I have been spurred to write because of a couple of previous posters who have told horror stories about what it is like to be a woman teaching philosophy. I feel sad that some of my colleagues have had such bad experiences, but I also want to let prospective professors know that not everyone has had experiences like that. So, here is what it has been like for me.
I am a white Jewish (this is noticeable from my last name) woman who has been teaching philosophy for over a decade. My student populations have been diverse ethnically, with many Asian and Latino students, many of whom are international students or who are the first generation in their families to attend a university. Politically and religiously, they are all over the map.
I have never been called a name. No one has ever commented on my clothing, positively or negatively. (I suppose I might get a rare compliment on a new shirt). No one has propositioned me or made a sexual innuendo. One time a female student “came out” to me, but in that case I was complimented that she felt comfortable doing so. I dress in a way that is noticeably female, but I avoid anything that is too tight, low-cut, or see-through. I would be uncomfortable wearing something that I would think might be distracting.
I do think that my students react differently to me as a woman, however. I think I am more likely to get grade complaints or requests to be able to turn things in late; I think students expect that I will be more lenient in those regards. And they are often unhappy to find that I am not. Surely that affects my course evaluations. Occasionally I get a student who is overly aggressive in discussion, in a way that they probably would not have been if I were a male professor, but these have been rare. I do get called Miss, Mrs., or Ms. relatively often, all of which bother me, but I suspect some of this is simple ignorance on the student’s part of what they are supposed to call their professors.
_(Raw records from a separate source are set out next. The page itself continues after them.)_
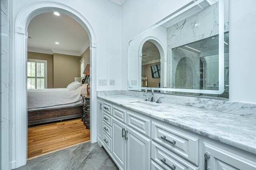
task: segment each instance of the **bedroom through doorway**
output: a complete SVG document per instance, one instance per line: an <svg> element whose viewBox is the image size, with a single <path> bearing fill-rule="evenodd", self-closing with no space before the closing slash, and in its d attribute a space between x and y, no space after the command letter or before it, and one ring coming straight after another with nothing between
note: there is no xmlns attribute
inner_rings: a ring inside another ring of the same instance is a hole
<svg viewBox="0 0 256 170"><path fill-rule="evenodd" d="M28 27L28 158L90 140L88 35L58 12L34 18Z"/></svg>

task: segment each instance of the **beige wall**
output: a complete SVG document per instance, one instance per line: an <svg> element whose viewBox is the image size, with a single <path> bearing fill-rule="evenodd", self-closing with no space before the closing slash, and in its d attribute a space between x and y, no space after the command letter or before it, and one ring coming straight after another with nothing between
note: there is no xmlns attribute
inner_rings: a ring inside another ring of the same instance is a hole
<svg viewBox="0 0 256 170"><path fill-rule="evenodd" d="M66 88L80 76L80 57L53 54L54 88Z"/></svg>
<svg viewBox="0 0 256 170"><path fill-rule="evenodd" d="M28 52L28 59L47 61L47 88L53 88L53 55Z"/></svg>
<svg viewBox="0 0 256 170"><path fill-rule="evenodd" d="M83 58L84 59L84 68L85 68L87 64L90 64L90 47L87 48L87 49L82 55L80 59L82 60Z"/></svg>
<svg viewBox="0 0 256 170"><path fill-rule="evenodd" d="M142 76L148 76L148 87L158 87L158 85L160 82L160 78L152 78L150 66L160 64L160 62L158 62L142 66L141 75Z"/></svg>

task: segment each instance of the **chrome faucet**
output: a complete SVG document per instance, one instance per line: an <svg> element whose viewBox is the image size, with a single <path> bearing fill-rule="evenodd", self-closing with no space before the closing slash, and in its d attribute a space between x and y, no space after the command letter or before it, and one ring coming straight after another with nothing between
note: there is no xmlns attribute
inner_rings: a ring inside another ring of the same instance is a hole
<svg viewBox="0 0 256 170"><path fill-rule="evenodd" d="M145 93L146 93L147 92L148 92L148 90L151 90L151 92L150 92L152 93L152 98L151 98L150 102L156 102L156 100L155 99L155 96L154 96L154 89L153 89L153 88L147 88L146 89L145 89L145 91L144 91L144 92L145 92Z"/></svg>

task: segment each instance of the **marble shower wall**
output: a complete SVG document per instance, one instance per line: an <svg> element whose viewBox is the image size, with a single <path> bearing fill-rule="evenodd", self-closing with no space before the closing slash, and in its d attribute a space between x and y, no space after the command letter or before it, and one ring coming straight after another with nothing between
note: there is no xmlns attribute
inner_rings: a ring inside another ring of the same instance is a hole
<svg viewBox="0 0 256 170"><path fill-rule="evenodd" d="M1 0L1 132L2 161L0 169L12 169L12 0ZM8 155L8 156L6 156Z"/></svg>
<svg viewBox="0 0 256 170"><path fill-rule="evenodd" d="M224 31L228 31L228 10L225 11ZM178 63L184 55L177 57L174 60L172 57L172 49L182 45L189 43L206 38L218 34L219 29L218 2L208 7L199 12L169 27L167 29L167 87L172 88L171 80L175 80L176 68ZM199 58L197 54L193 56L185 51L184 55L188 56L193 61L196 68L193 70L194 80L198 80L199 74ZM198 84L196 82L195 84ZM196 85L194 88L197 88Z"/></svg>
And some do call me by my first name, but many of these are science majors, who generally call all of their professors by their first names. (Frankly, I’d rather be called by my first name than be called Miss, Mrs., or Ms.)
On the positive side, one of the great joys of being a woman professor is to be able to encourage my female students who show real aptitude and yet who are feeling less-than-confident about their abilities. Seeing their faces light up, and seeing them redouble their efforts, makes it very much worth it. I also make a point of telling female students who have been good class discussants that I appreciate their thoughtful comments. Of course, I do this with my male students, too, but I think I make more of a point of it with my female students. And I think many of my female students very much appreciate having a female professor who actually assigns women philosophers to read from time to time.